Sarah listened, rapt, to Rosa Suarez’s concise, eloquent sketch of her life. A political exile from Cuba, she found herself in a series of refugee camps with only minimal English, and the painful realization that there was no way she would ever be able to document her education or medical degree. Following a series of rather menial jobs, she managed to gain an entry-level, clerical position at the CDC. Her husband, a poet and educator in his homeland, worked in a book bindery, where he remained until his retirement a few years before.

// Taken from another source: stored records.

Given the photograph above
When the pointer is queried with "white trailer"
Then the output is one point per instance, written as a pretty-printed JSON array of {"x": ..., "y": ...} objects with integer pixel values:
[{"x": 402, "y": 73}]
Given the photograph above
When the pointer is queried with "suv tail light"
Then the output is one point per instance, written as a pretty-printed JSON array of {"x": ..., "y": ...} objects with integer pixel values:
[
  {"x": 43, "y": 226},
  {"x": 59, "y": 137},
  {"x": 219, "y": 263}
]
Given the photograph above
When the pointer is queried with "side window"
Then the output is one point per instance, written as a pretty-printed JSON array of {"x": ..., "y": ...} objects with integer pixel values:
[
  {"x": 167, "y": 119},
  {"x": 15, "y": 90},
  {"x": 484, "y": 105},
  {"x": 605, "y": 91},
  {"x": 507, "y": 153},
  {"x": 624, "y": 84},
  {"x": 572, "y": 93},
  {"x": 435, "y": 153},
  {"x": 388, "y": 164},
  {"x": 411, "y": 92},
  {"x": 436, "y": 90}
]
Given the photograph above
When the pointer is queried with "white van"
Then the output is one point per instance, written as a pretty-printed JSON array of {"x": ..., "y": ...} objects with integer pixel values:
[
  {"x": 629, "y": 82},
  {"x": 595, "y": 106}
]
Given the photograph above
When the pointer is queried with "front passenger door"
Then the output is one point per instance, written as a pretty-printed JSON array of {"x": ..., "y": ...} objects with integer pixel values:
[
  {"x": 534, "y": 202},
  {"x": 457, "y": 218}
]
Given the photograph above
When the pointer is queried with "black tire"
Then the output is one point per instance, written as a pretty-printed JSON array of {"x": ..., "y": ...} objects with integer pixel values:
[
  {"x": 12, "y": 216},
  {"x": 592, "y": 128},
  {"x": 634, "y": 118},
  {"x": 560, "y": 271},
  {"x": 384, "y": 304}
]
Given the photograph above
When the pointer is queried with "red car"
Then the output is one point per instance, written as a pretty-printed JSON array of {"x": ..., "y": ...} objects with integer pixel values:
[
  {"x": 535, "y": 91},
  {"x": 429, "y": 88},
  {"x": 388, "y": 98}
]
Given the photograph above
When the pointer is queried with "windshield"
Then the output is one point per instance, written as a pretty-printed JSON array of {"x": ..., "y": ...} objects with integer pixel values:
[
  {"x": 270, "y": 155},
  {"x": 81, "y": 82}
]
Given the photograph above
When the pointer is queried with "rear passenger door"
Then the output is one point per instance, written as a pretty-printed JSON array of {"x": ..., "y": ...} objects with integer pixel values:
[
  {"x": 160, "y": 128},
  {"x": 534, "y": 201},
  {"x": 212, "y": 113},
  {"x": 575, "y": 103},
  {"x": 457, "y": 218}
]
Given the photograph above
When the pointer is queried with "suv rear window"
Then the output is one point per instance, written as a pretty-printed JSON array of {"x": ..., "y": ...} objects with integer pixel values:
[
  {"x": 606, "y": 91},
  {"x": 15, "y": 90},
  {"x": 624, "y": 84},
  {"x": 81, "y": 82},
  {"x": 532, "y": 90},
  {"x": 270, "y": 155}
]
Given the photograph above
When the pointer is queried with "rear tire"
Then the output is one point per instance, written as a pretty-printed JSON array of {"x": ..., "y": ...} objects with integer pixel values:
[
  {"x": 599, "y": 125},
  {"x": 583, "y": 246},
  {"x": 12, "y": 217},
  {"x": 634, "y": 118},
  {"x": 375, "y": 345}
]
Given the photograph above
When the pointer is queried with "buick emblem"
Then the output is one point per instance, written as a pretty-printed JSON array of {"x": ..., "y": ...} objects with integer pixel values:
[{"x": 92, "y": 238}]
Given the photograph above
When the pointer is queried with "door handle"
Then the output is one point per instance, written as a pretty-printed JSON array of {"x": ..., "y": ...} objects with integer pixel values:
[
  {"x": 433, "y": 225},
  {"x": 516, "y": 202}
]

Within a few years, Rosa’s quick mind and medical expertise had landed her a place as a field epidemiologist.
Some of her successes—a major role tracking down the source of the Legionnaire’s disease outbreak in Philadelphia and tying a regional increase in leukemia deaths in one Texas county to a nuclear-contaminated stream—Sarah had actually heard of. Then, at the peak of what had been a valuable career, Rosa was sent to investigate reports of an unusual bacterial infection that had begun cropping up in geographic pockets throughout San Francisco. Already the uncommon germ had killed a number of immune-compromised and otherwise medically debilitated patients.